April 18, 2017

Purdue Profiles: Glenda Caudill

Glenda Caudill Glenda Caudill, associate director of programs for study abroad. (Purdue University photo/Rebecca Wilcox) Download image

When she was in high school, Glenda Caudill was an exchange student in Germany. She later spent her first year of grad school at the University of Salzburg in Austria. She loved being in Europe so much that after grad school, she found a yearlong internship in Cologne, Germany, working with German students interning abroad for six months. That was when she discovered the career field of international education and knew she wanted to be involved.

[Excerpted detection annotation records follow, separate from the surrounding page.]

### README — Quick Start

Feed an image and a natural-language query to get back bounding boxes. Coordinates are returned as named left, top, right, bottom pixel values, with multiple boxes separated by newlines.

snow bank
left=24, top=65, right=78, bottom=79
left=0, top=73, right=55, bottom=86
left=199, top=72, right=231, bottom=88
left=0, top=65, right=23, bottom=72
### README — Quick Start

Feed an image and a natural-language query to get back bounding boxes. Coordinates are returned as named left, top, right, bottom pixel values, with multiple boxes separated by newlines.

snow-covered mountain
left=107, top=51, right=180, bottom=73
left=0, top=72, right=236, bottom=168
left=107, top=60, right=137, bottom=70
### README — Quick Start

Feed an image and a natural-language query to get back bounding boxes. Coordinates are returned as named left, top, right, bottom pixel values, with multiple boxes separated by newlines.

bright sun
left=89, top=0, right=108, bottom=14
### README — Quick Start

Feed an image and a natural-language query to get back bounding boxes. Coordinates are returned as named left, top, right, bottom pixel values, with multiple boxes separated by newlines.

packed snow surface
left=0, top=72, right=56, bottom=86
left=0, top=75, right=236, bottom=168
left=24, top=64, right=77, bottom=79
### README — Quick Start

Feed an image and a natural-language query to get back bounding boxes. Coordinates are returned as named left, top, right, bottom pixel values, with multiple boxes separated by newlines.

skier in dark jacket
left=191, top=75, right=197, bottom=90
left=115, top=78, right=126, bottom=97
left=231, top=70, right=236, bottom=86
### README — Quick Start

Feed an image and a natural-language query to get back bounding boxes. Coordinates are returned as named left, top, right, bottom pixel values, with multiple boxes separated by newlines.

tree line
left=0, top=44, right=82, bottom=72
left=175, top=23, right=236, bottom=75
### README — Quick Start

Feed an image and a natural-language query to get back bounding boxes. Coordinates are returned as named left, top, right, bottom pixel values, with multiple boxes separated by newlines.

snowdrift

For the last 14 ½ years, Glenda Caudill has been the associate director of programs for study abroad at Purdue.

How did you become involved in study abroad programs at Purdue?

I’d been working in the field of international education for several years in different positions in Germany, New York City and Iowa. In 2002, a position as assistant director of study abroad at Purdue became available, so I applied and ended up moving to Indiana.

What do you do on a daily basis?

It depends on the time of year and what’s happening in the world. In short, we are assisting and preparing students to study or intern abroad for a year, semester, or summer and earn credit toward their Purdue degree. In addition, we’re assisting international students coming to Purdue on exchange for a semester or two. Therefore I am overseeing student advising, processing or approving applications, and managing Purdue’s exchange agreements and partnerships in Australia, New Zealand, and Latin America. I also set up, arrange, and manage large summer internship programs in Sydney and London, and lots of other stuff.

If there is a major emergency abroad, such as a terrorist attack, natural disaster, or a student injured or misbehaving, then we drop everything to account for the students and assist with whatever the issue or emergency might be. Every day can be quite different, and what you think you’re going to do that day often ends up being quite different.

How does study abroad relate to Purdue Moves? How does the program work to meet Purdue Moves goals?

One of the Purdue Moves goals is for a third of all undergraduate students to participate in an international study, internship or research credit-bearing experience before graduation. A lot of scholarship money has been made available to support students to go abroad, and grant money has been provided to the academic units to develop, subsidize and promote programs.

Why do you feel that study abroad is valuable for Purdue students?

I’ve spent four years combined in Germany, Austria, and the Netherlands as well as worked in international education for 19 years, and I still never understand when someone asks me why anyone should study abroad. Why wouldn’t you? How can you not? You learn about the world, yourself, and your home country as well as develop skills such as problem solving, dealing with uncertainty and unpredictability, and working and communicating with people different than yourself. You can have amazing, memorable experiences and interactions with people and places. It’s not vacation. It’s not always easy and fun. Homesickness and culture shock are real. Learning from it all is invaluable.

What is the most rewarding part of your job?

I firmly believe that we change lives. Sounds cheesy, but it’s true.